Congress is sketching a blueprint where integration into TradFi, symbolized by an ETF listing, becomes the definitive gateway to regulatory clarity. The race for legitimacy is being formalized, but first, it must survive the amendment gauntlet.
What's really driving this privacy coin rally?
Look across the crypto board this week, and one sector is stealing the show. Monero (XMR) is up 54% on the week, Dash posted a staggering 39% single-day surge, and privacy tokens are collectively leaving major altcoins in the dust. This isn't just another speculative pump. A powerful confluence of regulatory pressure, capital rotation, and a resurgent narrative is fueling this move.
The fundamental trigger is a global regulatory squeeze that validates the privacy narrative. On January 1, the EU's DAC8 directive took effect, mandating that crypto service providers collect user tax data. Simultaneously, Dubai’s financial regulator enacted a sweeping ban on privacy tokens across its major financial centre.

Ironically, these crackdowns have only amplified demand. Traders are interpreting the bans as a stark admission that financial privacy is a powerful, threatening feature. In a world of increasing surveillance, the tools designed to obscure transactions are being re-evaluated not as niche curiosities, but as essential hedges.

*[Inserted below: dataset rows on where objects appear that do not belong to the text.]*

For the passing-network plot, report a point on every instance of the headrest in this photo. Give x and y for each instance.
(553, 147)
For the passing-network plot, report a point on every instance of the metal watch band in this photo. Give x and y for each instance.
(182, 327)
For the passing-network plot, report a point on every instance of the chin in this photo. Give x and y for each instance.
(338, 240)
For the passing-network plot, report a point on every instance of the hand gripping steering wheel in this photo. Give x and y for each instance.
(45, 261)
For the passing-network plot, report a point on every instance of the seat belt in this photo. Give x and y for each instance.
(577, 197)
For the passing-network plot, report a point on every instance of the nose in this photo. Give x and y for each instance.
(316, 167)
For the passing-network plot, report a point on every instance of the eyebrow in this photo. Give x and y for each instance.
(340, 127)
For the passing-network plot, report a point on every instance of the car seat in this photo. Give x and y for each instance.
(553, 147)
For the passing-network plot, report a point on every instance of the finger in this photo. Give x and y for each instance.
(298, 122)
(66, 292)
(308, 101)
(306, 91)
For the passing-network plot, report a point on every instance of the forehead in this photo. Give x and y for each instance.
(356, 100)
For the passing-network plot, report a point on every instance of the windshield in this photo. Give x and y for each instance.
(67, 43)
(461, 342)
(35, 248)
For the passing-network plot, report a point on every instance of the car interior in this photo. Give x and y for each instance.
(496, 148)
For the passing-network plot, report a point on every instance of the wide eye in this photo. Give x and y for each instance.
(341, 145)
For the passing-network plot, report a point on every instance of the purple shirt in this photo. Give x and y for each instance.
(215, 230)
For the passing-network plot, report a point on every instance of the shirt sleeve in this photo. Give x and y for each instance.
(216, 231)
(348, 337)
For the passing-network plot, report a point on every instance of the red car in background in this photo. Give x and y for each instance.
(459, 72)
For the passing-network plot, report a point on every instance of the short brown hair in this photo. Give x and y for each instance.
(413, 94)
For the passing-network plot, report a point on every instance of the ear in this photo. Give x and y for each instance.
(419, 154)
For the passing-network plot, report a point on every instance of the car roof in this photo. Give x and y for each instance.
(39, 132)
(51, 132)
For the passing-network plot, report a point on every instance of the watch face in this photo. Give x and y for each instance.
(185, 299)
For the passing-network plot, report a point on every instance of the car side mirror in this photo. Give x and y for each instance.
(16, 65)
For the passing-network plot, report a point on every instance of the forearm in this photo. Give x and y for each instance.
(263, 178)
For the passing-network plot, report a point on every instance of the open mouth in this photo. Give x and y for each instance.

Beneath this macro narrative, a critical sector-specific catalyst is the dramatic capital flight from Zcash (ZEC). The resignation of the entire Electric Coin Company development team in early January, citing a hostile board "misaligned with the mission," has sparked a crisis of confidence. With ZEC down roughly 50% from its recent highs, capital is rotating aggressively into perceived safer or more decentralized alternatives within the privacy niche.
This is where on-chain and fundamental dynamics converge.
- Monero, with its established, decentralized development structure and no central point of failure, is becoming the clear institutional-grade beneficiary. Its breakout into all-time-high price discovery reflects this flight to quality.
- Dash, with its lower price point and recent partnerships like the one with Alchemy Pay for broader fiat access, is acting as the high-beta, speculative bet for those chasing the momentum.
After years of compliance-driven delistings and regulatory friction, liquidity in privacy coins is thin. When a genuine fundamental bid meets a short squeeze — as seen dramatically with Dash — the moves are explosive and the order books offer little resistance. In an era of enforced transparency, privacy itself may be the ultimate scarce asset.